6. Keep dated photographs of all projects and events.
I’m sure you can figure out how this habit can help you in your real estate business: jogging your memory when negotiating the deal; keeping tabs on contractors; supporting insurance claims, and so much more. One extra benefit not to take for granted: dated photographs are excellent documentation for the IRS when you need to prove that the property was available for rent at a certain date, that an extensive damage happened to it, that you really did actively search for new properties, that you did spend numerous hours personally involved in the rehab.
Do not forget a critical part of this photo-documentation: save the electronic date on each picture.

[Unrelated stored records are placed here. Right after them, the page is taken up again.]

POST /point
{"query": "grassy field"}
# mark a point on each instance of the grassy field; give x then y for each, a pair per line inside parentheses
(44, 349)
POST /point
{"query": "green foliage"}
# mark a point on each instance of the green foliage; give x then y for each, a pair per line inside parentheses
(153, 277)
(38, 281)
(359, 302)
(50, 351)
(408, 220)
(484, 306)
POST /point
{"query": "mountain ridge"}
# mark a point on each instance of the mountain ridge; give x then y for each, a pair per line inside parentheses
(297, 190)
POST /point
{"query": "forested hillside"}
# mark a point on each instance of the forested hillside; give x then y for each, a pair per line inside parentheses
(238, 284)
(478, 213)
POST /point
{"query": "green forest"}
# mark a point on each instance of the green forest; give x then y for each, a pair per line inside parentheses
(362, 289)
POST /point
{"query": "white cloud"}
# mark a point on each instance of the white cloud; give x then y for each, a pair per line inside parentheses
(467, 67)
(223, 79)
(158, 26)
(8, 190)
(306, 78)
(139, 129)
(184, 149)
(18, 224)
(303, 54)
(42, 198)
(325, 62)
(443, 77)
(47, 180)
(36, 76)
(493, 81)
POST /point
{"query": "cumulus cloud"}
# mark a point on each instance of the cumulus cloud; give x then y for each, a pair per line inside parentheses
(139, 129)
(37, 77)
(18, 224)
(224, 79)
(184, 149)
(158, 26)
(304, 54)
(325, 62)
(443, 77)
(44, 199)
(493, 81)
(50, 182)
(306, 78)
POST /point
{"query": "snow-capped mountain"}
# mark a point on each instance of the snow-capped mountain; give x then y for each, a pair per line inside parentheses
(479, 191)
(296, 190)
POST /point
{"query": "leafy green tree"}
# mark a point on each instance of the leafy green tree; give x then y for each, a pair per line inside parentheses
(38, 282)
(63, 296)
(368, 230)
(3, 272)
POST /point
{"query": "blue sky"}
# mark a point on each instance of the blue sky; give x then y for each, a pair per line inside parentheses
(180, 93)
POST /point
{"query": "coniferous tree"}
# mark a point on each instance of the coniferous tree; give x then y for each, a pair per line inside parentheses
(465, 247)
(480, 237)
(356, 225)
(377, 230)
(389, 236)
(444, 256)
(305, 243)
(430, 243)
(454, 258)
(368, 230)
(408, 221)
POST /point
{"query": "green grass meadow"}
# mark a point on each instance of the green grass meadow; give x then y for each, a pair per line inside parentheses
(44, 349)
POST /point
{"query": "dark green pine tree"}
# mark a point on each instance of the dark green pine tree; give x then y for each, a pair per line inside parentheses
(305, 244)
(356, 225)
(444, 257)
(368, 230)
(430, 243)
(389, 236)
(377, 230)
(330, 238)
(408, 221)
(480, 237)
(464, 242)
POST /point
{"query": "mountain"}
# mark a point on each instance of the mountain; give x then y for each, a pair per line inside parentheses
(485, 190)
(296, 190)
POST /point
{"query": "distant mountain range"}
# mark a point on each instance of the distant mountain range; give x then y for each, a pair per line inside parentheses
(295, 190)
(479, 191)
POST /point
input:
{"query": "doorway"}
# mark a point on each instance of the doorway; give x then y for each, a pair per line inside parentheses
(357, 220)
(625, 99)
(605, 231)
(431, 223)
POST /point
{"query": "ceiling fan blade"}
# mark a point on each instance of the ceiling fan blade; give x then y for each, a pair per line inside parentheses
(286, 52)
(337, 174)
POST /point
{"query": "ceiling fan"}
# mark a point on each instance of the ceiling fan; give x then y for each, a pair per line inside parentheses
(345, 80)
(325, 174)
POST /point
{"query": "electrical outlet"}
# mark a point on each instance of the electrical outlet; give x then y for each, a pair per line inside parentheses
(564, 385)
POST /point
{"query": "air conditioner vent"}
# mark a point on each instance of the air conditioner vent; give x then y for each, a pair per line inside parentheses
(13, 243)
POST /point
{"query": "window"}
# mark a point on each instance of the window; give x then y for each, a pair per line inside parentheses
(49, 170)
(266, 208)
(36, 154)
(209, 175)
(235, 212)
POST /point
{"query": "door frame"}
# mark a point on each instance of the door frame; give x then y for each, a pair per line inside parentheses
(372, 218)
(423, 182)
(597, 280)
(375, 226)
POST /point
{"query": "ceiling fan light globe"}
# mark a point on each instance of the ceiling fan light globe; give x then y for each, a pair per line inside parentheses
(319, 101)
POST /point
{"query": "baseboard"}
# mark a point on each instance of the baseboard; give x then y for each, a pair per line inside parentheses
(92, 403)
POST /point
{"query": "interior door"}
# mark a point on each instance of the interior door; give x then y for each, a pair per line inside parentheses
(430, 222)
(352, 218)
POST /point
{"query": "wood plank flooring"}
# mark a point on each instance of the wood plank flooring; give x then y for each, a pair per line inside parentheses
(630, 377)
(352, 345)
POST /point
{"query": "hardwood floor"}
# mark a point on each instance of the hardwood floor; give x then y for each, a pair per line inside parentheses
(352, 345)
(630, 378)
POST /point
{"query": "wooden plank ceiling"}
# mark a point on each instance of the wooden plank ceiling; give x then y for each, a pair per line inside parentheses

7. Get SSNs from all contractors – before they start.
If you want to get the cheapest labor, chances are these folks do not have valid tax IDs anyway. You’ve heard that your “savings” can backfire on you: you may be responsible if they get injured on the job, and the IRS may hit you with taxes on their labor plus penalties. Not to mention the shoddy work and petty theft often plaguing day labor projects.

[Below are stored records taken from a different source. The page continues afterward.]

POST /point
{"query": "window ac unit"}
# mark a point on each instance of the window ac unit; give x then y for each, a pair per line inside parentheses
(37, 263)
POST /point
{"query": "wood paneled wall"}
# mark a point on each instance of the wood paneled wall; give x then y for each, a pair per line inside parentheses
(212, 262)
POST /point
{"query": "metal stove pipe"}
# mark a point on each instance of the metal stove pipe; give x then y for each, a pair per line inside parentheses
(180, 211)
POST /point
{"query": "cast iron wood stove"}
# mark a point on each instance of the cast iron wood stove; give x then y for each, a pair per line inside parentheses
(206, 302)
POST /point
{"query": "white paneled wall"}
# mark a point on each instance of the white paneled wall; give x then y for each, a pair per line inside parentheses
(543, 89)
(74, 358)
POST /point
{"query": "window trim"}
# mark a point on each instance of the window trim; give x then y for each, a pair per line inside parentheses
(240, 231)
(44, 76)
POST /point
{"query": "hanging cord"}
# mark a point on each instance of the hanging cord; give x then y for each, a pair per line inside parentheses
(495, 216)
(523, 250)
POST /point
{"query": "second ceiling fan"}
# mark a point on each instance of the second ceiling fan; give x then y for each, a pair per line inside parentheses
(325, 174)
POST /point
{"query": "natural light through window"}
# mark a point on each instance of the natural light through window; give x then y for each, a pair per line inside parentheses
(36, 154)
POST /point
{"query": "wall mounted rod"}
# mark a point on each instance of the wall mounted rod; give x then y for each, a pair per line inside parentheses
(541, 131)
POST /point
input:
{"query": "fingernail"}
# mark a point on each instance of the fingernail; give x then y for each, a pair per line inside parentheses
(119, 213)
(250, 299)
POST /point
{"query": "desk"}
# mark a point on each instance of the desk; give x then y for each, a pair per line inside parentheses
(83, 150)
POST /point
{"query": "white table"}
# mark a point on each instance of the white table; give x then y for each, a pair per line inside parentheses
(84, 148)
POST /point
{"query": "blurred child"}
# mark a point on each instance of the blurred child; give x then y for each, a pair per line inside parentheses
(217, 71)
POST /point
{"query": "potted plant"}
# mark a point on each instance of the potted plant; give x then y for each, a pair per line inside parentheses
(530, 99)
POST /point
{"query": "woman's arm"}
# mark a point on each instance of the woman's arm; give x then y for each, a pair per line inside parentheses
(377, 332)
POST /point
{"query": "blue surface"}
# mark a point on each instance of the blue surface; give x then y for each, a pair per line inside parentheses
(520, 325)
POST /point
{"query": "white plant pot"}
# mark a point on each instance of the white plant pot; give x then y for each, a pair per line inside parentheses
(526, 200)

The more experienced investors prefer to save the trouble and hire clean labor. If you pay any of the contractors $600 or more during the year, you will need to file IRS Form 1099-MISC the following spring, and that form needs the guy’s SSN and address. It is too late to ask for this data when the job is finished. You need to ask before the job started. Skip this step – and be ready for some unpleasant conversations with the IRS, resulting in writing them big and painful checks. In case you did not know, you can easily verify the contractor’s SSN online.
8. Verify HUD-1 statements.
Why? Because they are full of costly mistakes. Even the largest title companies make regular major errors. The smaller the company and the newer the closing officer – the more it can cost you. Worse, the damage is hidden until you show your closing statement to an experienced accountant. To be more exact, to an accountant who actually cares. Yes, we exist.

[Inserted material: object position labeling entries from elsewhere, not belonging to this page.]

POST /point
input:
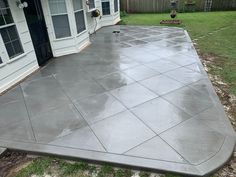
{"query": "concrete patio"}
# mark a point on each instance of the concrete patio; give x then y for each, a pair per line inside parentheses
(139, 98)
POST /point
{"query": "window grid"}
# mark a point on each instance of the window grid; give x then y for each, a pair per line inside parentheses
(4, 6)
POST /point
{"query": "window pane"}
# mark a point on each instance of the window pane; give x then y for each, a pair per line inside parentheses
(2, 22)
(115, 5)
(3, 4)
(10, 50)
(17, 47)
(91, 4)
(61, 26)
(11, 40)
(77, 4)
(79, 17)
(7, 16)
(12, 33)
(5, 35)
(57, 6)
(106, 8)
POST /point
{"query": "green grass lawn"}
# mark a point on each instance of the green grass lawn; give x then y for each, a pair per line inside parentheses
(221, 45)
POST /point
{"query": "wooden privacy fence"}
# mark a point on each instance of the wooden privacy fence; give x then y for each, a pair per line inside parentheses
(157, 6)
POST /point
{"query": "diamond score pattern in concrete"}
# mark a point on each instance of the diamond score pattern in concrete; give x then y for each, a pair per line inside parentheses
(139, 98)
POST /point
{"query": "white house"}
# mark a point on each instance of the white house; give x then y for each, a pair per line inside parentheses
(34, 31)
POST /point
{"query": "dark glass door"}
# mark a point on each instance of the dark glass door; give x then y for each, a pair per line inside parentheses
(38, 31)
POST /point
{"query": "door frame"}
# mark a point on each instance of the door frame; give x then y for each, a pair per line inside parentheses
(39, 7)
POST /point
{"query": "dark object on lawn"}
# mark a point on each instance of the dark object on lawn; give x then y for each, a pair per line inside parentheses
(173, 4)
(170, 22)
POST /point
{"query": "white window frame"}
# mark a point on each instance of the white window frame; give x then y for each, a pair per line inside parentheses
(88, 6)
(109, 7)
(51, 21)
(118, 6)
(79, 10)
(7, 58)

Here are a few sample mistakes that we found on our clients’ HUD-1s:
- client charged for an insurance policy that he already paid for outside the closing
- client not given credit for the earnest money he paid, paying it twice
- client not getting property tax credit for the seller’s part of the year
- client double-charged by his hard money lender on both ends of the deal
- client charged for the delinquent property taxes that are the seller’s responsibility
Got the idea?
9. Verify interest.
Yes, mortgage companies make mistakes, too. However, their mistakes are not as staggering as some of the errors we have seen from private lenders and hard money lenders. Carefully examine what you were charged on the front end, what you were charged at payoff, and what you paid in between. Crunch some numbers. Compare your figures to the contract you signed. If the difference is substantial, ask questions.
I can’t tell you how many clients reported that the lender said oops once confronted with the client’s own calculation. But if you do not check – they will keep your money, and no thank you card will be sent. Not very good at these numbers? We will be happy to help.
10. Set aside 1/3 of profit from each deal for taxes.
Yes, I know it hurts. If it makes you feel any better, I must set aside 1/3 of what you pay me – for my own taxes. But the alternative hurts more. The alternative is to spend or reinvest the money once the deal is done, and “figure it out later.” Yeah, right. I will figure it out for you when I do your tax return, and you will gasp for air. Then you start looking for a payment plan, while the new deals create new taxes.
Guys, this is a very serious trap – please do not take it lightly. I do know an excellent bankruptcy attorney, and unfortunately I have given his business cards to quite a few of my clients. I have some of his cards left. Do you need one? You will need it, if you do not start setting aside 1/3 of your profits for Uncle Sam.